GEN220_2019

Strings and Patterns

Checking for substrings

Can use in to check if a string is in another string

string="TREEBRANCH IS brown"

if "own" in string:
    print("own is in there")

if "tree" in string:
    print("tree is in there")
else:
    print("tree is not in there")

Check if a string starts with another

files = ["image001.jpg","IMG_981.JPG","fav.gif","news.txt"]
for filename in files:
    if filename.startswith("image"):
        print(filename,"stars with image")
    if filename.endswith("gif") or filename.lower().endswith(".jpg"):
        print(filename,"is an image type")
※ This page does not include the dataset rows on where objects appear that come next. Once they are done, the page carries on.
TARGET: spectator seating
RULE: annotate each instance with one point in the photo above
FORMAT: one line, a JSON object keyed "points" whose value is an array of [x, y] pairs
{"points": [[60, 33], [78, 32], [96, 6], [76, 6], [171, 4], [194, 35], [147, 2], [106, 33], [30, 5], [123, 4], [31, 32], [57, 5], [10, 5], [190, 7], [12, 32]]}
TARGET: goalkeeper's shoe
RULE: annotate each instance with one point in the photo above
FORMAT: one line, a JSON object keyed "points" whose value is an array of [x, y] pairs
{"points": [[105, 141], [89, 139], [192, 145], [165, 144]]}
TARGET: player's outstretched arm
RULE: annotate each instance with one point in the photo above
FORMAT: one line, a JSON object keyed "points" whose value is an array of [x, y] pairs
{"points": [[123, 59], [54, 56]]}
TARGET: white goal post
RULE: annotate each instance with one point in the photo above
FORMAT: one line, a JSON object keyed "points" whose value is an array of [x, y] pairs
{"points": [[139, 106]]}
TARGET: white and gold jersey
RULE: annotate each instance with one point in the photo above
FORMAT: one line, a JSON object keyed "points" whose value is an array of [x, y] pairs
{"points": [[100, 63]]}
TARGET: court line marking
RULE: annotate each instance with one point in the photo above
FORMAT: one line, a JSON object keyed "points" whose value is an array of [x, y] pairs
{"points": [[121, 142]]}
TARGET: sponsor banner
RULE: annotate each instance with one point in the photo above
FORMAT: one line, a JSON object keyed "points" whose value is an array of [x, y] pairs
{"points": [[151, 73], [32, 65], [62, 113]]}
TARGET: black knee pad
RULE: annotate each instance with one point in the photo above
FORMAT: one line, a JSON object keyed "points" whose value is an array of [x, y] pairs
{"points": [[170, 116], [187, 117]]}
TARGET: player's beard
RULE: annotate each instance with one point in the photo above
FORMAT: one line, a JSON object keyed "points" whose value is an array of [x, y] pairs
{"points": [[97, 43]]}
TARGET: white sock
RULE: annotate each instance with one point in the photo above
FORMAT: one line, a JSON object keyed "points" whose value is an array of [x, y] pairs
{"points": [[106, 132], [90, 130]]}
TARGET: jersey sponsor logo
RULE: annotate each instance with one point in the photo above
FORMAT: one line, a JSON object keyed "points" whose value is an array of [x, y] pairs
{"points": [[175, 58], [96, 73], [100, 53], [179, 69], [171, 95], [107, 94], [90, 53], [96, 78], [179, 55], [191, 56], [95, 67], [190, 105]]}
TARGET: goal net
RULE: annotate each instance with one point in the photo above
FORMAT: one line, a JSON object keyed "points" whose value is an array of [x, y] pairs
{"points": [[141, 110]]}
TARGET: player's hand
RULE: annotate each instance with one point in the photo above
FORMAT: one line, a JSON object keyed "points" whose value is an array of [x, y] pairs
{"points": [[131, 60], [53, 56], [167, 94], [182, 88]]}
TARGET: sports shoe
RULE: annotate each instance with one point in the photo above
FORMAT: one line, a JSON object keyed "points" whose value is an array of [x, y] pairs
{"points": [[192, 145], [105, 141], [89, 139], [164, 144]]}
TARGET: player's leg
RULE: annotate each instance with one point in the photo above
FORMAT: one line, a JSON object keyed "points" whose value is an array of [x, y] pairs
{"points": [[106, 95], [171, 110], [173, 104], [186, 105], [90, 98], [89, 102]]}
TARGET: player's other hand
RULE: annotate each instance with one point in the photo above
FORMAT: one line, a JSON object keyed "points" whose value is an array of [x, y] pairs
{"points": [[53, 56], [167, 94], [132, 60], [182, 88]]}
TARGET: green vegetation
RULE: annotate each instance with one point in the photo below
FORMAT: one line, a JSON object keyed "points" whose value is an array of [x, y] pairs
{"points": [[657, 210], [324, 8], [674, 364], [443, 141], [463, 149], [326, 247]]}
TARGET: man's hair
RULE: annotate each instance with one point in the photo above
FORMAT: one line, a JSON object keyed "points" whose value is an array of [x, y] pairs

Patterns and Regular Expressions

Sometime we want to match not a single equality but a pattern. Mostly this is used for text processing.

https://docs.python.org/3/library/re.html

Regular expressions (RE) are used to match a string. It is a test to see if a string matches a pattern.

Simple usage

import re
RESULT = re.search(PATTERN,QUERYSTRING)
if RESULT:
    # WE HAD A MATCH
else:
    # WE DID NOT HAVE A MATCH
import re
m = re.search("bow","elbow")
if m:
    print("matched bow")
else:
    print("did not match bow")

Regular expressions and matching

Matches pattern to string There are several components to the match.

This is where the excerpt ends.